Esta política de governo federal constitui-se em um plano estratégico, de ordem desenvolvimentista com fundamentos gerenciais, acentuados ao reclamar performance aos entes federados na gestão da educação de seus sistemas escolares. Esta característica leva o PDE a se focar estritamente nos resultados positivos mensurados a partir do IDEB, entendido dentro da lógica do governo federal como um quantitativo de sinônimo de qualidade. (SOUSA, 2015, p. 126).

Assim, percebe-se que a política educacional ainda é marcada, por um lado, pela descentralização de recursos e execução de serviços para os governos locais e, por outro, pela centralização de poder no governo federal. O regime de colaboração, contudo, possibilita uma nova configuração na implementação de política públicas, que busca a colaboração dos entes federados na criação e execução de ações, como no caso do PAR, que visa instituir uma dinâmica de colaboração entre os entes federados na educação, sendo a União responsável para promover apoio técnico e financeiro aos municípios. Contudo, o regime de colaboração prevê que todos os entes federados devem colaborar para promoção da qualidade da educação básica, desse modo estados e municípios podem auxiliar técnica e financeiramente entre si.

Considerações finais

As transformações socioeconômicas e políticas ocorridas, ao longo dos últimos trinta anos, configuraram um quadro de mudanças estruturais, que incluiu a reforma do aparelho de Estado dos países capitalistas. Inspirando-se no ideário neoliberal – primeiro nos países de capitalismo avançado e, posteriormente, no restante do globo, incluindo a América Latina –, o modelo gerencial foi paulatinamente dando forma à nova gestão pública. No geral, o Estado, reduzindo seu papel, assumiu um caráter descentralizador das responsabilidades, focando os serviços prestados no princípio da eficiência.

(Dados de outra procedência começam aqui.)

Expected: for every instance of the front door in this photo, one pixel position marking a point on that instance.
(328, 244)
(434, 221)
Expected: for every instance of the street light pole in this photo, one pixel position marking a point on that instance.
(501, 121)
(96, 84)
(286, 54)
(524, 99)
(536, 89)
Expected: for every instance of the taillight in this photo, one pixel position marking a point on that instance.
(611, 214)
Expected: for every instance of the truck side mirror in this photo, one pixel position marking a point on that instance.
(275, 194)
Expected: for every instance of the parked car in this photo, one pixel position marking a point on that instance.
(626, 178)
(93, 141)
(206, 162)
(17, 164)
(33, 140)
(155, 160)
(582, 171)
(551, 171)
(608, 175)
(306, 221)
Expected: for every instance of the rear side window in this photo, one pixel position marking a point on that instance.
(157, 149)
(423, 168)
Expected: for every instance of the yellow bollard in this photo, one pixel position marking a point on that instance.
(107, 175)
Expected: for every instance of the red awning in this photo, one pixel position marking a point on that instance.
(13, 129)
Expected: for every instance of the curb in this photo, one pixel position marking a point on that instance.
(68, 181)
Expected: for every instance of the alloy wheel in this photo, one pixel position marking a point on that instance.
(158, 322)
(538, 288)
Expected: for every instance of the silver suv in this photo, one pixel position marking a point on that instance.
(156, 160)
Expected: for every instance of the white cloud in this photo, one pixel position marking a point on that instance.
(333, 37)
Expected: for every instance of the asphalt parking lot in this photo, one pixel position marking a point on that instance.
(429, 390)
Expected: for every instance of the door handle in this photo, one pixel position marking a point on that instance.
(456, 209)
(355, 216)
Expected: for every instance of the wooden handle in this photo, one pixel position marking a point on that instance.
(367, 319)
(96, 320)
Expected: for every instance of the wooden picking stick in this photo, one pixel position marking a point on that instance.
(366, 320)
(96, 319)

Ressalta-se, porém, que, no Brasil, a administração pública gerencial não rompeu radicalmente com as práticas burocráticas. De todo modo, a tendência tem sido o incentivo às parcerias, a adoção de mecanismos de avaliação de desempenho, a maior autonomia em todos os níveis hierárquicos, a descentralização, a adoção do planejamento estratégico, a flexibilização das regras que regem a burocracia pública, a profissionalização do servidor público e o desenvolvimento de habilidades gerenciais.

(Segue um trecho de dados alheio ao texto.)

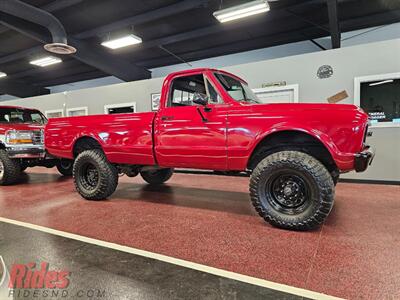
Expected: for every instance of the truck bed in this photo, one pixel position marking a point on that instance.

Esse modelo gerencial tem sido a matriz inspiradora da gestão educacional que se tem buscado implementar no Brasil. Nesse contexto, inseriu-se o PAR, como parte do Compromisso. O PAR tem se constituído em um planejamento estratégico que busca melhorias nas instâncias mais frágeis de cada governo local, tendo ainda como propósito erradicar as desigualdades entre estados e municípios através do regime de colaboração.

No entanto, as políticas educacionais ainda estão caracterizadas, por um lado, pela descentralização de recursos e execução de serviços para os governos locais e, por outro, pela centralização de poder no governo federal. Diante disso, cabe aos defensores da gestão educacional participativa assumirem o protagonismo na reflexão crítica e se engajarem na difusão de valores democráticos, exigindo que todos os entes federados colaborarem para a construção de uma educação básica de qualidade, empoderando efetivamente os governos locais e a comunidade escolar.